Physical Examination

Bromoderma tends to be evident as pustules or vegetating plaques; sometimes, plaques with a periphery of pustules appear. In bromoderma, the pustules usually appear on the lower extremities. In iododerma, the pustules are more likely to occur on the face, they appear less papillomatous, and they may become ulcerated.

Iododerma is characterized by vesicular, pustular, hemorrhagic, suppurative, and/or ulcerative lesions that occur on the areas of the skin with the highest concentration of sebaceous glands, such as the face; however, the mucous membranes, the extremities, and the trunk can also be affected.[9] Vegetating iododerma has also been reported to be associated with pulmonary infiltrates.[24] Some patients have had swelling of salivary glands (iodide mumps).[2, 25] Localized pustulosis had been reported after povidone-iodine sitz baths.[26]

Bromoderma is characterized by multiple, vegetative, ulcerating, and pustular lesions with elevated papillomatous borders, especially on the legs.[5, 27] Bromoderma can appear as a follicular eruption on any hair-bearing body surface and can also occur in the butterfly area of the face.

Fluoroderma that develops after the skin is exposed to fluoride-containing preparations resembles iododerma; the papulonodular lesions are numerous and scattered.

 

DDx

Diagnostic Considerations

Also consider the following:

Differential Diagnoses

 

Workup

Laboratory Studies

Serum or urine bromide and iodide levels should be measured.

Serum immunoelectrophoresis should be performed.

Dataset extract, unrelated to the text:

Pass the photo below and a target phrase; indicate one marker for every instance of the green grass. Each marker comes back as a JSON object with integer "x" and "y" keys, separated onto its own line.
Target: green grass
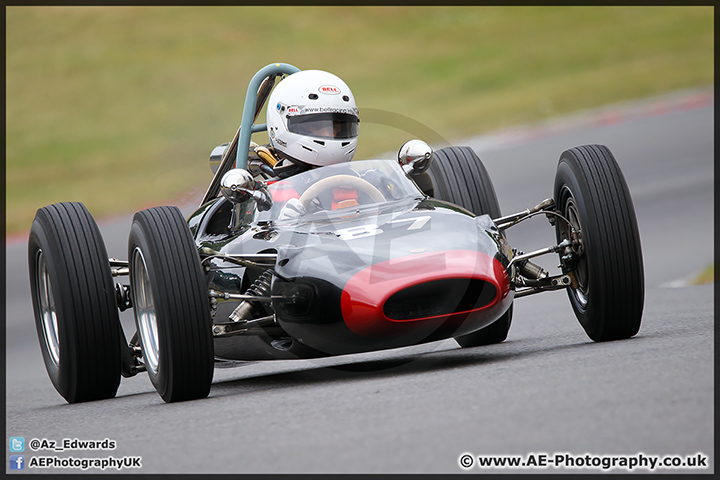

Monoclonal gammopathy has been reported in some patients with iododerma and bromoderma.[28] Therefore, serum immunoelectrophoresis should be considered.

Histologic Findings

Cutaneous halogenoderma produces a suggestive pattern of epidermal and dermal changes. Papillomatosis may be observed, sometimes to the level of pseudoepitheliomatous hyperplasia or acanthosis. Often, intraepidermal abscesses form with neutrophils, eosinophils, and, at times, necrotic or even acantholytic keratinocytes within them.[29] These epidermal changes tend to be more pronounced in bromoderma than in iododerma, in which case the epidermis may be more likely to become eroded or ulcerated. Iododerma may be viewed as a rare neutrophilic dermatosis.[2]

The epidermal and dermal alterations in fluoroderma tend to be milder than those of the other two eruptions.

In the dermis, a dense infiltrate of mainly neutrophils and some leukocytoclasia may be initially observed around areas of dermal necrosis. True vasculitis may be present. Eosinophils may also be evident; at times, these may be numerous. Later, the infiltrate becomes more chronic, with a predominance of histocytes that have abundant cytoplasm and large nuclei.

 

Treatment

Medical Care

Usually, no specific treatment is required. Halogenoderma resolves 4-6 weeks after the causative factor is eliminated. Diuretics may be used to speed bromide ion clearance. The skin lesions may be treated with corticosteroids.

Diet

Patients with iododermas should avoid iodine in their diet.